I have a matter where testatrix died with a FLIT in her Will. The life tenant (LT) has borderline capacity and is physically very unwell.
If we have to apply to the court of protection to remove LT as a trustee, he is unlikely to survive long enough for an order to be made.
It’s a Kessler template with a clause that allows for an appointment to create any dispositive or administrative provisions exercisable by any person.
If the LT possesses mental capacity the consensus is for him to retire as trustee, but if he has lost capacity can a deed of retirement and appointment include a dispositive/administrative provision stating that an incapable trustee is treated as having died and not require COP application?
If the life tenant were to retire as trustee, would there be 2 trustees, or a trust corporation, remaining as trustee?
If so, does the life tenant have sufficient capacity to retire (which requires a significantly lower level than if they were to be party to the appointment of a replacement trustee)?
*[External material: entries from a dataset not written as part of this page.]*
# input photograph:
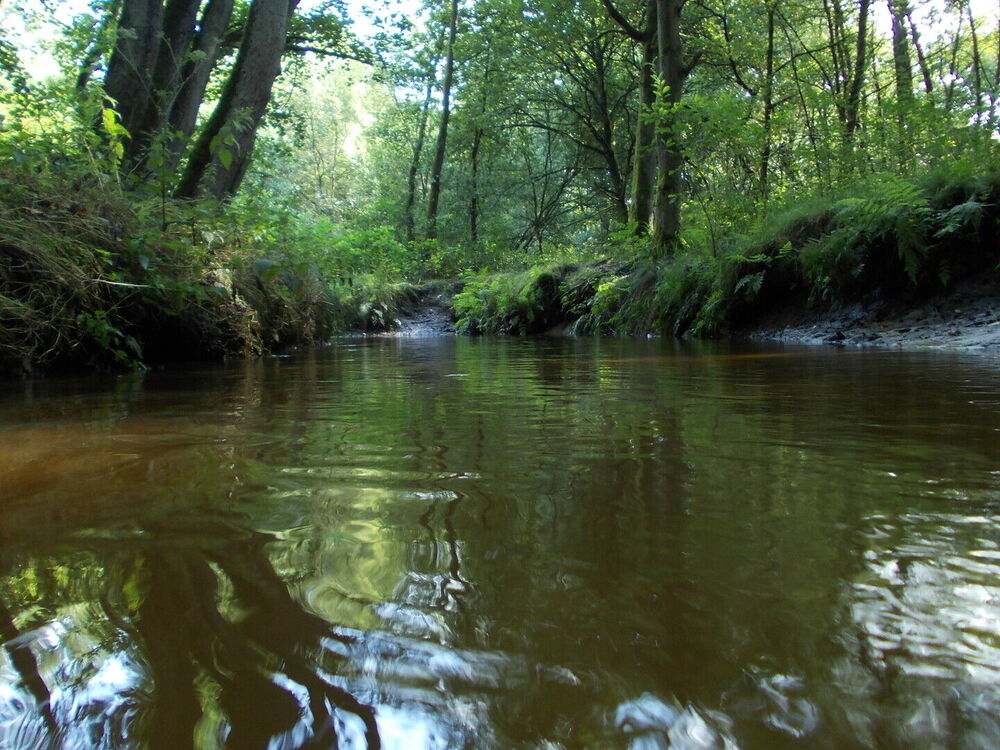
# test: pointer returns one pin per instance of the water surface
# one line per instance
(449, 543)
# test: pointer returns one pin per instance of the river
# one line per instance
(506, 543)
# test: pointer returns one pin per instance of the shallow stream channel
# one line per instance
(443, 542)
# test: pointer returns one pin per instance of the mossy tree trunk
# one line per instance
(221, 155)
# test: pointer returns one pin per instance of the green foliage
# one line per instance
(512, 303)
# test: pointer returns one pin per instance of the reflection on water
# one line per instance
(454, 543)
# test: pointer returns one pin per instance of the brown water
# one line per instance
(448, 543)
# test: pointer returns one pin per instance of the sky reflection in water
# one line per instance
(574, 544)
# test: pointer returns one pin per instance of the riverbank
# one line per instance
(93, 278)
(895, 263)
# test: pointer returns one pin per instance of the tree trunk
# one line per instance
(175, 43)
(194, 76)
(853, 109)
(763, 172)
(418, 149)
(901, 64)
(217, 167)
(442, 141)
(474, 197)
(667, 196)
(977, 65)
(130, 69)
(644, 154)
(921, 59)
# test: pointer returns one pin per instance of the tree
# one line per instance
(442, 138)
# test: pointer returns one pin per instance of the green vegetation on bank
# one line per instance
(202, 179)
(890, 240)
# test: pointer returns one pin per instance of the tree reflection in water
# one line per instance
(205, 640)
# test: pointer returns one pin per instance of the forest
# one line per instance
(189, 178)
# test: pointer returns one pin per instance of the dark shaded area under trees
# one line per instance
(210, 177)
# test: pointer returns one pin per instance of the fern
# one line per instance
(959, 219)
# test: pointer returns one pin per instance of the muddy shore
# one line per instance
(966, 318)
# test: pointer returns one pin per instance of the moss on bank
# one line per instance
(893, 240)
(93, 278)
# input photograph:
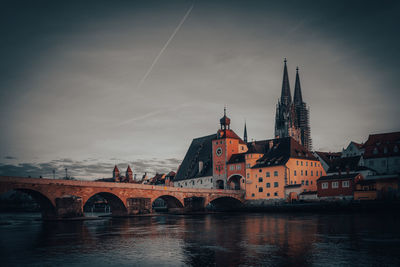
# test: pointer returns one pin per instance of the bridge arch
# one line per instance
(47, 207)
(235, 182)
(117, 205)
(171, 202)
(224, 203)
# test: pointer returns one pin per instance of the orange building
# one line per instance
(276, 166)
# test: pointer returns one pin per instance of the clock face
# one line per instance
(218, 152)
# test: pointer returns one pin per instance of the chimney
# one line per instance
(200, 166)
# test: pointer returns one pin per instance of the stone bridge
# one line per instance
(66, 198)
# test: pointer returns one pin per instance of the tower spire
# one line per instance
(245, 133)
(286, 97)
(298, 99)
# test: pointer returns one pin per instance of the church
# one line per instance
(278, 168)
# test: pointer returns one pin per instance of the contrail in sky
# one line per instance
(165, 46)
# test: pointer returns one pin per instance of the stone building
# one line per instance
(382, 153)
(292, 117)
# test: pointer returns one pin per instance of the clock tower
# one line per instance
(226, 144)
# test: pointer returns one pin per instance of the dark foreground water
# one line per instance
(214, 239)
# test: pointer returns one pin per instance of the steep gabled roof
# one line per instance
(280, 150)
(382, 145)
(229, 134)
(338, 177)
(328, 157)
(257, 147)
(199, 150)
(344, 164)
(237, 158)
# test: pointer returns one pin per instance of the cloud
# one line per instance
(88, 169)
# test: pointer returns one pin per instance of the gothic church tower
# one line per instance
(302, 113)
(286, 119)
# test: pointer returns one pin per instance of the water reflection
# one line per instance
(203, 240)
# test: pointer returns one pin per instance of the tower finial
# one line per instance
(245, 132)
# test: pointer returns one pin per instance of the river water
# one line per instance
(245, 239)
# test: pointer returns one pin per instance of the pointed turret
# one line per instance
(115, 172)
(286, 97)
(298, 99)
(245, 133)
(225, 121)
(129, 174)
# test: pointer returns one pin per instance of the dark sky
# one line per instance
(70, 74)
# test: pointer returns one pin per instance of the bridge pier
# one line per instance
(193, 204)
(139, 205)
(69, 207)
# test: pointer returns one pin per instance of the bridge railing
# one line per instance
(22, 180)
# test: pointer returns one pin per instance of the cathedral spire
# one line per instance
(286, 97)
(245, 133)
(298, 99)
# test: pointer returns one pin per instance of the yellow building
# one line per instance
(272, 165)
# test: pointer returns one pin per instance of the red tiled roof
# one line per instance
(230, 134)
(129, 169)
(382, 145)
(278, 151)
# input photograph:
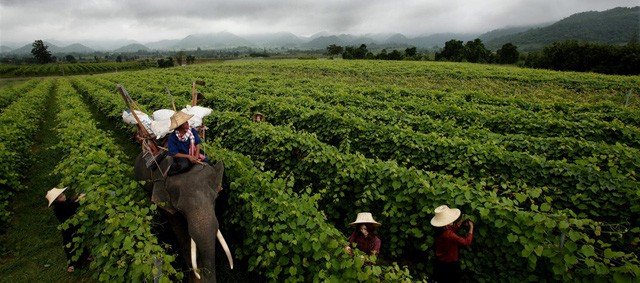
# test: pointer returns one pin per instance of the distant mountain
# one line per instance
(397, 38)
(74, 48)
(438, 40)
(219, 40)
(134, 47)
(5, 49)
(497, 33)
(274, 40)
(162, 44)
(614, 26)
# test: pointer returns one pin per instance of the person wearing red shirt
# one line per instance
(447, 267)
(365, 236)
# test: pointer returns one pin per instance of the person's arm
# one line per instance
(376, 247)
(466, 241)
(172, 147)
(197, 142)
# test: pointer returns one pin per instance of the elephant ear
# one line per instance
(218, 173)
(160, 196)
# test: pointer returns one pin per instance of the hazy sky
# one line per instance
(23, 21)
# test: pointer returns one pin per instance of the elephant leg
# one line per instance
(203, 227)
(179, 227)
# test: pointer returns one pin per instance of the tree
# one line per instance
(410, 52)
(395, 55)
(40, 52)
(334, 49)
(179, 57)
(475, 52)
(452, 51)
(191, 59)
(70, 59)
(508, 54)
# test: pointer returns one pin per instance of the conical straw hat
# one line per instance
(53, 194)
(445, 216)
(365, 217)
(179, 118)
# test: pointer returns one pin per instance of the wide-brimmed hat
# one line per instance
(255, 115)
(445, 216)
(365, 218)
(53, 194)
(178, 119)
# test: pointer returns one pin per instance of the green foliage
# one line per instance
(18, 123)
(7, 71)
(40, 52)
(114, 218)
(588, 57)
(347, 136)
(615, 26)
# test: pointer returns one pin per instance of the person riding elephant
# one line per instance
(188, 200)
(183, 144)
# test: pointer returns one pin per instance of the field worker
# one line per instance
(447, 267)
(257, 117)
(183, 144)
(365, 237)
(64, 208)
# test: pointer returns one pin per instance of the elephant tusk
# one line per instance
(223, 243)
(194, 262)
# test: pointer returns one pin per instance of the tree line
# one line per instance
(568, 55)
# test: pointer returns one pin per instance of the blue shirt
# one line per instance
(176, 146)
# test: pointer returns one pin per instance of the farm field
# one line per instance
(545, 163)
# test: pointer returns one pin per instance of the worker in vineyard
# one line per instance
(257, 117)
(447, 267)
(365, 236)
(64, 208)
(183, 144)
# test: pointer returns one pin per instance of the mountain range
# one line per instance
(614, 26)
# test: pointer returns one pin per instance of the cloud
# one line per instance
(150, 20)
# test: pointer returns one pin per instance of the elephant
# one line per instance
(189, 199)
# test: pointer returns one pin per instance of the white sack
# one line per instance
(161, 128)
(144, 118)
(162, 114)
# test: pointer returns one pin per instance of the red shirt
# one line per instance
(447, 244)
(367, 245)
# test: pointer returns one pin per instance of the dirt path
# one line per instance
(34, 242)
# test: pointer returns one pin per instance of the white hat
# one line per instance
(179, 118)
(445, 216)
(365, 217)
(53, 194)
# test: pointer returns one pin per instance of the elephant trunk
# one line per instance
(194, 259)
(202, 227)
(225, 247)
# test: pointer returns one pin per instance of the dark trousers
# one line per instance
(446, 271)
(67, 238)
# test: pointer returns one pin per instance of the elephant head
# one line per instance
(189, 198)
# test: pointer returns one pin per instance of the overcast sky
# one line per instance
(23, 21)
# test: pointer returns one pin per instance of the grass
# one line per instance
(34, 243)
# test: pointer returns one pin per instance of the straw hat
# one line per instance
(178, 119)
(365, 217)
(445, 216)
(256, 115)
(53, 194)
I suggest the power referred to is not intended to exclude the jurisdiction of the courts and, if the life tenant is without capacity, I don’t believe will avoid an application to the Court of Protection.
Paul Saunders FCIB TEP
Independent Trust Consultant
Providing support and advice to fellow professionals
Subject to the terms of the trust, the other trustees could simply remove the incapacitated trustee under s.36(1) of the Trustee Act 1925. No need for the COP! See Underhill & Hayton at para.74.28.
Alexander Learmonth KC
It is not clear from the original question whether or not the life tenant has yet accepted the appointment of trustee. For example, if the life tenant lacked capacity at the outset, and the trust has not yet been set up, could one argue that they have not accepted the appointment and therefore do not need to be removed?